Is this thermostat in Celsius or Fahrenheit?

I have just bought it 2nd hand and the website doesn't say, don't want to over cook any honey and I don't have another thermometer to test it with.
The UK switched to Celsius in 1962. I doubt your thermostat is that old.
 
I know that but given the dial goes up to 120, it's a relevant question.
 
I have posted this before, but for those that missed it.

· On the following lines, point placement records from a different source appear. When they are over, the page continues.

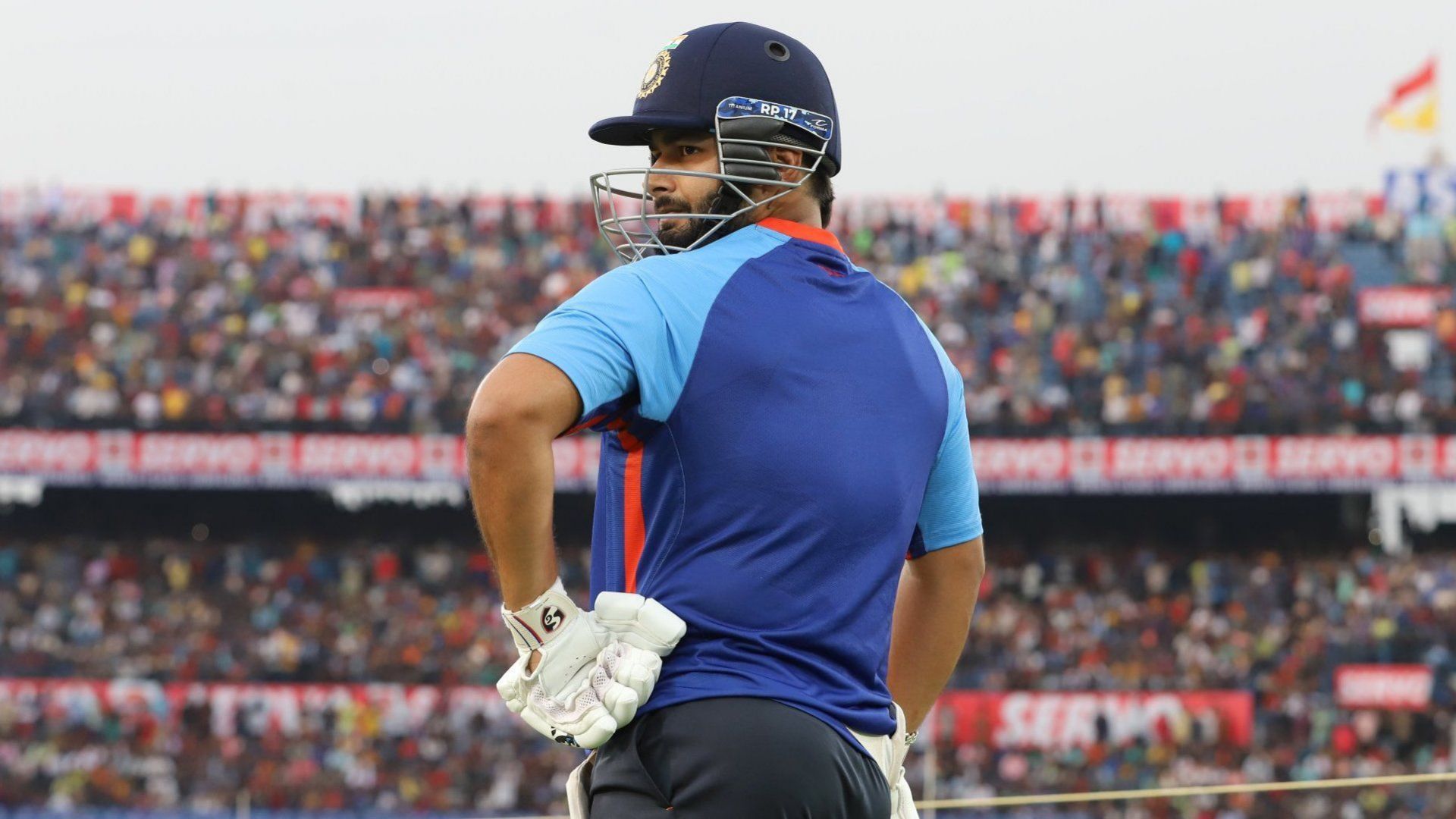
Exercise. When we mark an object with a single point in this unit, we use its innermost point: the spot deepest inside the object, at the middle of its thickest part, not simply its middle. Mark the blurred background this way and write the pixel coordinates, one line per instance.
(1194, 264)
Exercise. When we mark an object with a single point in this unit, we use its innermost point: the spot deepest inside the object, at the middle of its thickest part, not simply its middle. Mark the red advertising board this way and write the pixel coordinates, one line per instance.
(1386, 687)
(1401, 306)
(1041, 719)
(1060, 719)
(1253, 464)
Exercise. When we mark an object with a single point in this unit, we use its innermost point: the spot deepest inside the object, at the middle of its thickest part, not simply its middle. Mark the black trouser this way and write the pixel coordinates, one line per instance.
(734, 758)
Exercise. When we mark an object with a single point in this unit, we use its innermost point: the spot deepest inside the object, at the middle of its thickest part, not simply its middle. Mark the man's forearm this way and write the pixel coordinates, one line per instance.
(511, 484)
(932, 618)
(516, 416)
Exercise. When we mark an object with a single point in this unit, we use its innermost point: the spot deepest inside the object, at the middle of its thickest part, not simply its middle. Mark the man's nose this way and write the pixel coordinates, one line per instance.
(660, 184)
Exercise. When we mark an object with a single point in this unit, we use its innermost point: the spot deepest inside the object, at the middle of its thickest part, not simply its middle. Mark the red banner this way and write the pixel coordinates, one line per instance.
(1253, 464)
(1001, 719)
(1401, 306)
(254, 707)
(1385, 687)
(1057, 719)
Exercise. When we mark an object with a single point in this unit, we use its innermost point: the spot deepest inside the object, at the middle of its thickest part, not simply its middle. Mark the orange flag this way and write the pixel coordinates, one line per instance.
(1413, 105)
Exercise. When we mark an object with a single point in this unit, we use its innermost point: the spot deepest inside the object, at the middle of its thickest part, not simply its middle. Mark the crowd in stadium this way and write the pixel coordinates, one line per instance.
(376, 611)
(231, 322)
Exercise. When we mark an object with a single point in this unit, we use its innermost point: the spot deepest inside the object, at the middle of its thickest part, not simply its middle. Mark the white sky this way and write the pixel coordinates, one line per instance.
(1030, 96)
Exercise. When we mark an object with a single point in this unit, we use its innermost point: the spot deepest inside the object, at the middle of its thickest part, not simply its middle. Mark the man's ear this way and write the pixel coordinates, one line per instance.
(789, 156)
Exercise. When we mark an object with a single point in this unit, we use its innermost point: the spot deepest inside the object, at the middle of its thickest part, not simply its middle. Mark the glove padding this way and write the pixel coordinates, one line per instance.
(595, 670)
(890, 754)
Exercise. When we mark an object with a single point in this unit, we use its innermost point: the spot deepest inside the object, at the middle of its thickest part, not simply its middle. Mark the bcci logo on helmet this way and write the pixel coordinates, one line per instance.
(658, 69)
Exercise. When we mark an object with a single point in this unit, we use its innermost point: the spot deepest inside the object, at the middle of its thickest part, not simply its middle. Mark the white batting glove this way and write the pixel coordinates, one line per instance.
(590, 678)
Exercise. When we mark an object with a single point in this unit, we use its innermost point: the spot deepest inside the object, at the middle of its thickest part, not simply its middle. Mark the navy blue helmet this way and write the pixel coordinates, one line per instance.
(753, 89)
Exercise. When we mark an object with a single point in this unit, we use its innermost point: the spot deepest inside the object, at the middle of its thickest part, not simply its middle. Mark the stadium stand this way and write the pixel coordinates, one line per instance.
(383, 315)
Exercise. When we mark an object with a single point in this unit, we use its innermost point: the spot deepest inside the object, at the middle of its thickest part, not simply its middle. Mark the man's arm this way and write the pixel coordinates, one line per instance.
(517, 411)
(932, 618)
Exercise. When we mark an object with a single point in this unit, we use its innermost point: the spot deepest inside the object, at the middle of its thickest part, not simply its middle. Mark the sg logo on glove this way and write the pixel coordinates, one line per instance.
(596, 668)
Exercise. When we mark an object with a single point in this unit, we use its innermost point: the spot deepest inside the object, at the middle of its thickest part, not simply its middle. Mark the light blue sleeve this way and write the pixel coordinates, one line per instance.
(601, 337)
(951, 510)
(637, 328)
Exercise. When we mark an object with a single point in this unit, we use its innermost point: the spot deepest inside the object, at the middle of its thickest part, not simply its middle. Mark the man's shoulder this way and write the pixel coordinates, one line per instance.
(723, 257)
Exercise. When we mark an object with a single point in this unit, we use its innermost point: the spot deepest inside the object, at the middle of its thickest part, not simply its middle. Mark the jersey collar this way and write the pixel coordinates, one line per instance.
(799, 231)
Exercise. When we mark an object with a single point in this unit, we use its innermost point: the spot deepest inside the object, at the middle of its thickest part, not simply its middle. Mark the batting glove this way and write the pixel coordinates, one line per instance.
(595, 668)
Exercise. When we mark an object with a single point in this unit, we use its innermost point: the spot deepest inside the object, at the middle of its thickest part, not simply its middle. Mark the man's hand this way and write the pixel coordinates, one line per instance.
(595, 670)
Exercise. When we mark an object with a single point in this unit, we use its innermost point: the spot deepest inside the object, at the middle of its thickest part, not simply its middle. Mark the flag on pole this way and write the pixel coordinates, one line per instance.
(1413, 102)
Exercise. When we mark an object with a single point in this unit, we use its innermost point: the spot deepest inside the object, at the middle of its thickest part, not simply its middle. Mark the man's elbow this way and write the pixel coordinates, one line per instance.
(500, 416)
(954, 570)
(973, 561)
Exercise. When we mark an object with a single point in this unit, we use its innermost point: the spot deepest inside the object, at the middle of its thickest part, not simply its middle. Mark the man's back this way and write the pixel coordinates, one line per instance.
(772, 422)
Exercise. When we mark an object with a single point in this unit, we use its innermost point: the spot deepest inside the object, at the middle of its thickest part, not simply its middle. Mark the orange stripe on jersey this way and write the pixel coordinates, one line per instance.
(634, 526)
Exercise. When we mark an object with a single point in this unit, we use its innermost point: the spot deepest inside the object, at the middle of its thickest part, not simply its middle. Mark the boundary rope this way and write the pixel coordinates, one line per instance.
(1165, 793)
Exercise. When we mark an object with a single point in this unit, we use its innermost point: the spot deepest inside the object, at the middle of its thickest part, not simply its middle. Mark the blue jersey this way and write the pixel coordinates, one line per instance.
(780, 433)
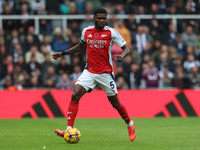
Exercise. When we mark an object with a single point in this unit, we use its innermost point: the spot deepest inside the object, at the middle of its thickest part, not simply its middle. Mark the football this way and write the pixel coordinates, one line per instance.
(72, 135)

Exercise caution when ever honey is heated, it can and does cause food safety issues. The higher than typical specific heat capacity of honey, coupled with viscosity can cause localised superheating and the production of hydroymethylfurfural (which is broadly recognised as a precursor molecule in forming acrylamide - linked as cancer causing in non-human studies). Any reducing sugar can generate hmf, including glucose and fructose (aka honey). When we have to heat honey (commercially) we always utilise indirect heat and active scraped surface agitation to mitigate localised superheating as much as possible, this is hard to emulate in the ‘hobby’ environment. We would avoid heating pure honey above 30'C average. To heat honey in any way takes you outside the honey regs and into mainstream food safety legislation where there is a considerably higher knowledge / due-diligence burden expected and requirement for the demonstration of food safety compliance via HACCP. Even within the honey regs heating is referenced S1.8d & HMF limits are referenced S1.Criteria:6. These crude references are there to telegraph a cross reference for less informed compliance officers and prompt compliance escalation.